Safe Functions and Panics
A function declared as safe must handle all Error types, but can throw Panic:
// ✅ Valid: safe function can panic
safe function Process(items: Item[]) -> Result {
let first = items[0] // Can throw IndexOutOfBoundsError (Panic)
return TransformItem(first)
} catch {
e: TimeoutError => retry()
_ => DefaultResult() // Handles all Errors
}
// Panics are allowed to escape
If you want a function that truly cannot throw anything (including panics), you must explicitly handle them:
// Truly panic-proof function
safe function DefensiveProcess(items: Item[]) -> Result {
let first = items.get(0) catch { _ => null } // Use safe accessor
if (first == null) {
return DefaultResult()
}
return TransformItem(first)
} catch {
e: Error => DefaultResult()
}
// No panics possible - uses safe accessors
Exhaustiveness Checking
The type checker's exhaustiveness checking for safe expressions only considers Error types:
// ✅ Valid: wildcard is exhaustive over Error
let x = safe GetData() catch { _ => null }
// ✅ Valid: explicit Error patterns are exhaustive
let x = safe GetData() catch {
e: TimeoutError => retry()
e: ParseError => null
e: NetworkError => null
_ => null // Catches remaining Errors
}
// ❌ Compile error: not exhaustive over Error
let x = safe GetData() catch {
e: TimeoutError => null
// Missing other Error types and no wildcard
}
To catch panics in a safe expression, you must be explicit:
// Catch both Errors and Panics
let x = safe GetData() catch {
p: Panic => {
log.fatal("Unexpected panic", p)
throw p // Or handle it
}
e: Error => null
}
Safe Function Inference
A function is inferred as safe if:
- It has no unsafe operations, OR
- All unsafe operations are wrapped in
catchblocks that handle allErrortypes
Panics do not affect safe inference:
// Inferred as safe (no unsafe operations)
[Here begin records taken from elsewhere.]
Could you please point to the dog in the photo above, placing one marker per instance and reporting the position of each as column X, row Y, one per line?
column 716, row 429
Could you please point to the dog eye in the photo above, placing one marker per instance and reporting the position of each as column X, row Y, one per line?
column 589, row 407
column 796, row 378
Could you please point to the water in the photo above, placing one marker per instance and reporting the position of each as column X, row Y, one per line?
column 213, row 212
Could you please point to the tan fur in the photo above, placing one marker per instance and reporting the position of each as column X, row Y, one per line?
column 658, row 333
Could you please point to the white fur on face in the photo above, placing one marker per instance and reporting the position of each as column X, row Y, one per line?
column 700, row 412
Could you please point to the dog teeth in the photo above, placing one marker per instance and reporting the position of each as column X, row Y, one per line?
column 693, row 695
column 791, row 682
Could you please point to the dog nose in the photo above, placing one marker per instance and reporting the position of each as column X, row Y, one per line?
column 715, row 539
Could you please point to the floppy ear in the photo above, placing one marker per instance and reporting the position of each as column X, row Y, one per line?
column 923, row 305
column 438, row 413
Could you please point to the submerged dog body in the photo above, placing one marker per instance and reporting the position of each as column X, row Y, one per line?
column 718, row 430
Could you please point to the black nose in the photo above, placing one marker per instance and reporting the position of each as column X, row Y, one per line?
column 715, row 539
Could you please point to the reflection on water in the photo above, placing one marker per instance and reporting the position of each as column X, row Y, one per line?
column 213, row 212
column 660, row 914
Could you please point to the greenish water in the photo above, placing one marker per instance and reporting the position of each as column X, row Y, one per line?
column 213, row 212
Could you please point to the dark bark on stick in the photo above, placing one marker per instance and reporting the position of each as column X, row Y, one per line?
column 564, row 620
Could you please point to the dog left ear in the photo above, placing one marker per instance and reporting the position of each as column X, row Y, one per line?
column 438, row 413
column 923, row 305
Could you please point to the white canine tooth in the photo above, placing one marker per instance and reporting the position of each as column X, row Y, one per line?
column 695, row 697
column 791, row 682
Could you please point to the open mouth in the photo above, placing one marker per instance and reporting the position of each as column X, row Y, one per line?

function FormatName(first: string, last: string) -> string {
return first + " " + last
}
// Inferred as unsafe (calls LLM, no catch)
function Extract(text: string) -> Resume {
client "gpt-4o"
prompt #"..."#
}
// Inferred as safe (all Errors handled)
function SafeExtract(text: string) -> Resume | null {
client "gpt-4o"
prompt #"..."#
} catch {
_ => null // Handles all Errors
}
// Inferred as safe (even though it can panic)
function ProcessFirst(items: Item[]) -> Item {
return items[0] // Can panic, but no Errors
}
Design Philosophy
This design aligns with BAML's "prototype to production" philosophy:
- During prototyping: Use
array[0],assert(),todo()freely. Panics help you catch bugs early. - During hardening: Add
safeto functions to ensure allErrortypes are handled. - For production: Replace panic-prone code with safe accessors (
array.get(0)) where appropriate.
The key insight: safe means "handles expected failures," not "cannot fail under any circumstances." Bugs (panics) are a separate concern from error handling.